AK Parti Sözcüsü Çelik, MYK Toplantısı'na İlişkin Açıklamalarda Bulundu Açıklaması (3)
'Türkiye'nin gerçek ve sivil bir anayasaya kavuşma hedefinden Türkiye'yi uzaklaştırmamak gerekir. Bu konuda pozitif yaklaşmak gerekir' 'Siyaset yapan herkesin vatandaşlarımıza, milletimize, ülkemize ve gelecek nesillere yeni anayasa borcu vardır. Bu borcu ödemek için elimize geçen bu fırsatı, hepimizin en pozitif şekilde, en duyarlı şekilde, en hassas şekilde değerlendirmemiz sağlıklı olacaktır.'
AK Parti Sözcüsü Ömer Çelik, yeni anayasa çalışmalarına ilişkin "Türkiye'nin gerçek ve sivil bir anayasaya kavuşma hedefinden Türkiye'yi uzaklaştırmamak gerekir. Bu konuda pozitif yaklaşmak gerekir." dedi.

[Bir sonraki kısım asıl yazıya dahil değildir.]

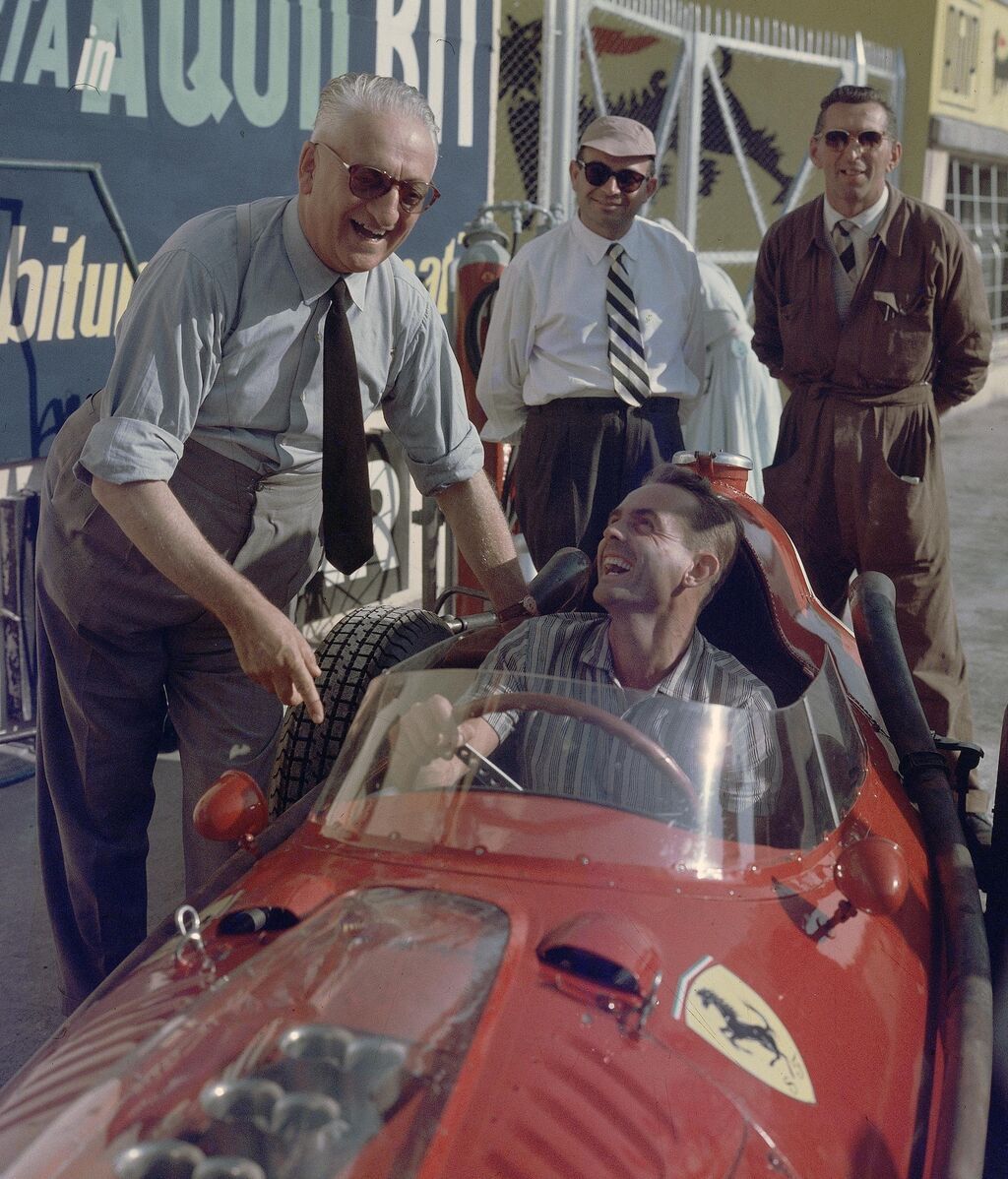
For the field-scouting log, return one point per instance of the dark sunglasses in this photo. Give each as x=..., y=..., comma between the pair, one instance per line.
x=598, y=173
x=837, y=139
x=370, y=183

Çelik, AK Parti Genel Merkezi'nde, Cumhurbaşkanı ve AK Parti Genel Başkanı Recep Tayyip Erdoğan başkanlığında Merkez Yürütme Kurulu (MYK) Toplantısı devam ederken basın toplantısı düzenledi.
Anayasa çalışmaları konusunda bir soru üzerine Ömer Çelik, "Zaman zaman Meclis başkanları inisiyatif aldılar ve partiler arası temaslar oldu. 2011'de benim de başında olduğum AK Parti heyeti, partilerin hepsini ziyaret etmişti. Bu konuda görüşmeler yapmıştık, bütün partilere gitmiştik. Nasıl bir anayasa istediğimizi, nasıl bir metot istediğimizi onlarla tartışmıştık. Daha sonrasında da Meclis başkanlarının inisiyatifine bu süreçler yürüdü." yanıtını verdi.
Yürütülen süreçte AK Parti'nin üzerine düşen bütün sorumlulukları yerine getirdiğini belirten Çelik, "Fakat maalesef o zaman katılımcılardan bazıları bunu yapamamışlardı. Hatta o zaman çok iyi hatırlıyorum, bugün 'parlamenter sisteme dönelim' diyenler, o zaman parlamenter sistemle ilgili olarak yapılan çalışmalarda doğru düzgün bir kuvvetler ayrılığı sistemi, doğru düzgün bir denge denetleme sistemi de getirememişlerdi." dedi.
Zaman içinde parlamenter sistem varken, vesayetten yana olanların, Cumhurbaşkanlığı Hükümet Sistemi'ne geçildiğinde "parlamenter sistem" diyerek konuyu başka bir yere çekmeye çalıştığını dile getiren Ömer Çelik, şöyle devam etti:
"Cumhurbaşkanı, halk tarafından seçiliyor. Millete verilmiş bir yetki, milletten geri alınamaz. Dolayısıyla 'Cumhurbaşkanının halk tarafından seçilmesi' demek son derece güçlü bir cumhurbaşkanının söz konusu olması demektir. O zaman başbakan da seçildiği için bunun Türkiye'ye yaratacağı sıkıntılar herkesin zaten ortak noktası. Parlamenter sistem içindeki krizler de ortak noktasıydı. Dolayısıyla cumhurbaşkanlığı makamının halk tarafından seçilmesinden sonra artık Cumhurbaşkanlığı Hükümet Sistemi gibi Başkanlık Sistemine geçiş bir zorunluluk haline geldi. Hem bu krizlerin gitmesi hem istikrarın sağlanması açısından.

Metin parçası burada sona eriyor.